Autisme en eenzaamheid in de klas: ‘Ik moet mijn echte zelf constant wegduwen’
Galmende gangen, chaotische lessen en verplichte koetjes-, en kalfjesgesprekken op het schoolplein: voor scholieren met autisme is een gemiddelde schooldag behoorlijk uitputtend. Veel van hen voelen zich daardoor eenzaam. Ervaringsdeskundige Elijah: ‘In de pauzes zat ik alleen in een kamer.’
‘De schooluitval onder leerlingen met autisme is hoog,’ vertelt Carolien Rieffe, ontwikkelingspsycholoog en hoofdonderzoeker van het Focus on Emotions Lab. ‘Maar wat maakt dat deze leerlingen zo massaal uitvallen en thuis blijven?’ Uit die vraag ontstond het onderzoeksproject Building 4 Belonging, waarvoor het lab onlangs een NWO-subsidie ontving. ‘In dit project onderzoeken we wat scholen kunnen doen om leerlingen met autisme binnen te houden.

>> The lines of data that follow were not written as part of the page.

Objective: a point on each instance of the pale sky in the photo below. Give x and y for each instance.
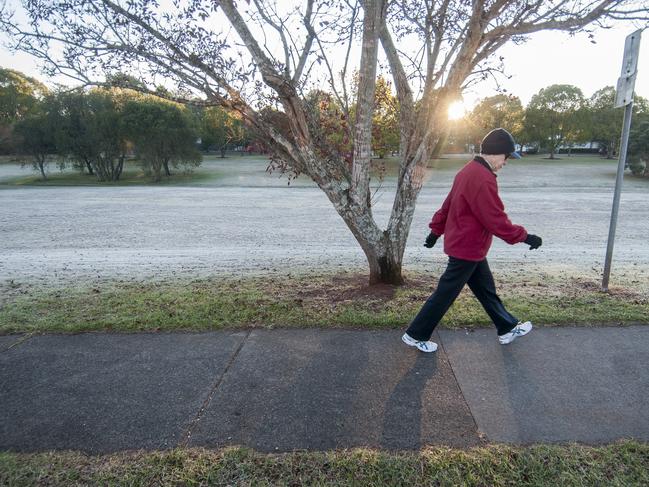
(546, 58)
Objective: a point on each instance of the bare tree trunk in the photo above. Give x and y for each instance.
(40, 161)
(120, 167)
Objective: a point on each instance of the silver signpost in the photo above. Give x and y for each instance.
(623, 98)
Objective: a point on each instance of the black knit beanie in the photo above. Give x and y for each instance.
(498, 141)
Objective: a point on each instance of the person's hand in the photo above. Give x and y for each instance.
(430, 240)
(533, 241)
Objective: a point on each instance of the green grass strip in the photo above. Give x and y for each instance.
(303, 302)
(621, 464)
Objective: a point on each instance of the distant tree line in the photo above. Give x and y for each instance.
(558, 117)
(94, 131)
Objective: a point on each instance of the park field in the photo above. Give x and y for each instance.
(620, 464)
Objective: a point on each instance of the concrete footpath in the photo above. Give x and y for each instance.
(280, 390)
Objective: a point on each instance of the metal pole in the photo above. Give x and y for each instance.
(626, 127)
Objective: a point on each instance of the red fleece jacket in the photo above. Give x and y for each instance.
(472, 213)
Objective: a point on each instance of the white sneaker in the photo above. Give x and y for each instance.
(518, 331)
(423, 346)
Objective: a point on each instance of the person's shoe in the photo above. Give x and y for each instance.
(518, 331)
(423, 346)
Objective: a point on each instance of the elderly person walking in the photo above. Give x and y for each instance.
(469, 218)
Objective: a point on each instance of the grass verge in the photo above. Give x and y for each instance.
(303, 301)
(621, 464)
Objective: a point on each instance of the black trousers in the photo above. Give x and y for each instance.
(458, 273)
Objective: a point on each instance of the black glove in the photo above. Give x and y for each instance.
(430, 240)
(533, 241)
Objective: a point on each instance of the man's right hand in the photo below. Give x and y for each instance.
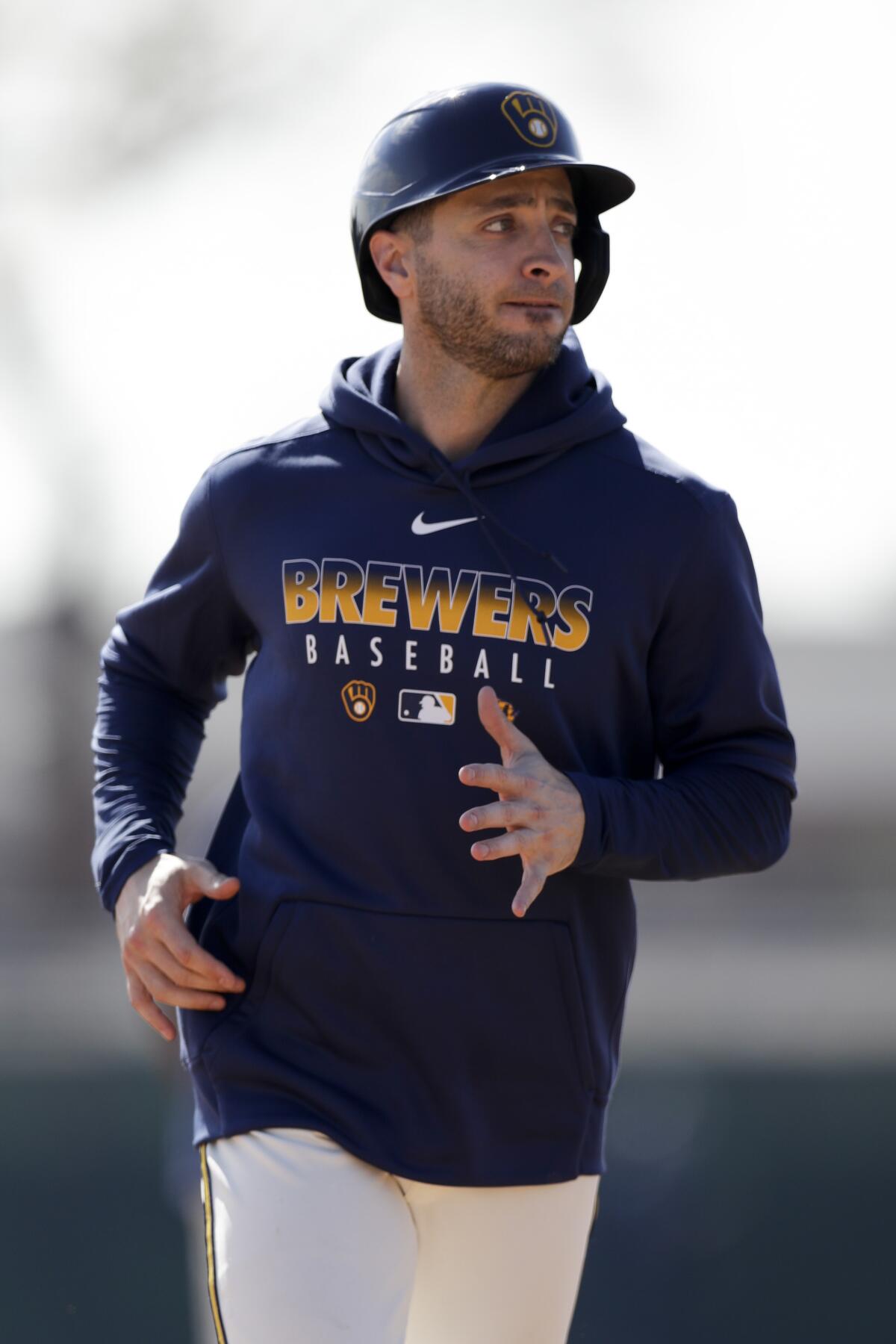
(161, 959)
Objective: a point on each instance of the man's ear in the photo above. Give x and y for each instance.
(388, 252)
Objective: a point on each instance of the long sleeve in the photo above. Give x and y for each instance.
(724, 799)
(163, 670)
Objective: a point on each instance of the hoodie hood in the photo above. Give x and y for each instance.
(566, 403)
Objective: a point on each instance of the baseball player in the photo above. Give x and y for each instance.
(501, 658)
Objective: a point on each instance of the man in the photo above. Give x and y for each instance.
(402, 1051)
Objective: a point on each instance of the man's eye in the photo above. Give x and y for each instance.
(564, 226)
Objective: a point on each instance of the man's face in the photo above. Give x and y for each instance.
(494, 284)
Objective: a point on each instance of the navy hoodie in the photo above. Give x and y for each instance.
(371, 586)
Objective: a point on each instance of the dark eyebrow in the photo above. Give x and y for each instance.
(519, 198)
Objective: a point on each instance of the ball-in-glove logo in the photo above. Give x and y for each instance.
(532, 119)
(359, 699)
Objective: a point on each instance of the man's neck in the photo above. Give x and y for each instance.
(449, 405)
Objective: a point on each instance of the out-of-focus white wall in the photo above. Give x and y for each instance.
(176, 273)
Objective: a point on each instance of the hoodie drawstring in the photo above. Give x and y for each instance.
(482, 512)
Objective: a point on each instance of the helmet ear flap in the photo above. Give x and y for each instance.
(593, 252)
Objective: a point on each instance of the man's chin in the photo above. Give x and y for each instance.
(517, 354)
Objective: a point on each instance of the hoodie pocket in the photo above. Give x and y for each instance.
(442, 1034)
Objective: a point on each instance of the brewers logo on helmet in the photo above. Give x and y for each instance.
(460, 137)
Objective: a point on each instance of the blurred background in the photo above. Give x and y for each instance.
(176, 277)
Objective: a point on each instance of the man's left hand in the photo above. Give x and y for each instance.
(541, 806)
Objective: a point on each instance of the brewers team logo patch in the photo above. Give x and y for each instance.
(426, 706)
(359, 699)
(532, 119)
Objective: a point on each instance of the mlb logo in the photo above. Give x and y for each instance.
(426, 706)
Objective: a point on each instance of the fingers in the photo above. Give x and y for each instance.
(500, 779)
(208, 882)
(183, 974)
(500, 815)
(141, 1003)
(168, 992)
(499, 847)
(181, 945)
(534, 880)
(497, 725)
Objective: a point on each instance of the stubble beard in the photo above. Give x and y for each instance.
(454, 315)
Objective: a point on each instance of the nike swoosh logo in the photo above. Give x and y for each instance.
(422, 529)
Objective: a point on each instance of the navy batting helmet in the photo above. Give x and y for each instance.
(458, 137)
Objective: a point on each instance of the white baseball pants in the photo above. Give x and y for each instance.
(309, 1245)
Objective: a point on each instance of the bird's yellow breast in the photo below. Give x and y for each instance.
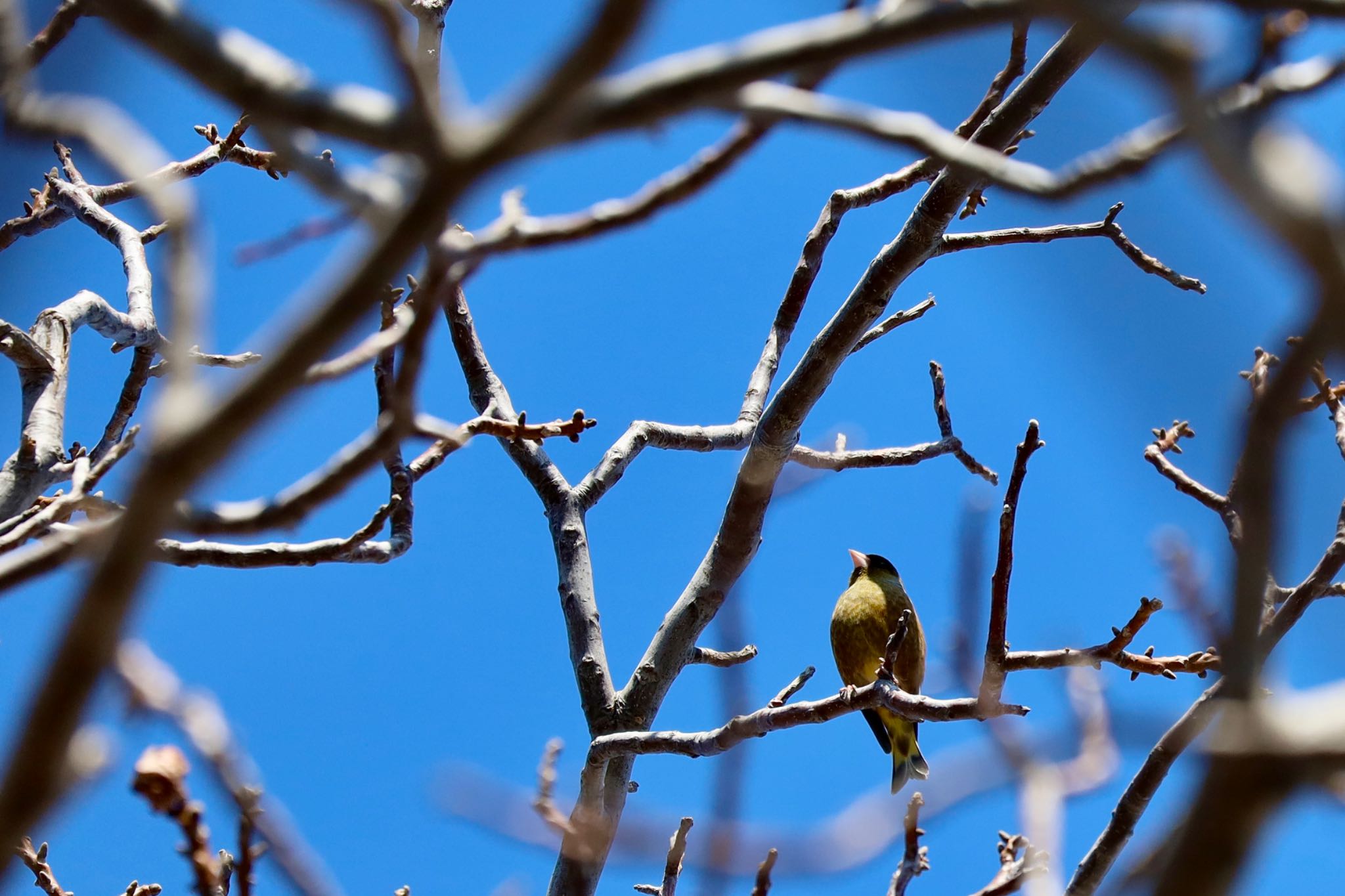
(865, 614)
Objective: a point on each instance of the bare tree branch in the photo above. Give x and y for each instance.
(915, 860)
(997, 644)
(807, 712)
(1106, 227)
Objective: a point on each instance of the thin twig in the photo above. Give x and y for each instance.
(997, 645)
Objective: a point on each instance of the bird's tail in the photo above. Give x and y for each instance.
(907, 759)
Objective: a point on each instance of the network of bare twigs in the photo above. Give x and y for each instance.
(42, 528)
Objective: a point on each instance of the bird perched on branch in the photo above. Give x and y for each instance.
(866, 614)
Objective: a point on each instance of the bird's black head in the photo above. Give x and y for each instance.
(871, 563)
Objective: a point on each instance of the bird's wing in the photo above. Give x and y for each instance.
(880, 731)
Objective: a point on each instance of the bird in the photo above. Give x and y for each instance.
(865, 617)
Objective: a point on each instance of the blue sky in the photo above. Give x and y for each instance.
(370, 694)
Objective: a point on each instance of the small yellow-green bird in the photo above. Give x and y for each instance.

We hadden daarvoor al vragenlijsten uitgezet onder scholieren waarin we hen vroegen: in hoeverre voel jij je thuis op school? Daarvoor moet je het gevoel hebben dat je gehoord wordt. Dat wat jij voelt, ertoe doet. Als je dat niet ervaart, voel je je waanzinnig eenzaam daar.’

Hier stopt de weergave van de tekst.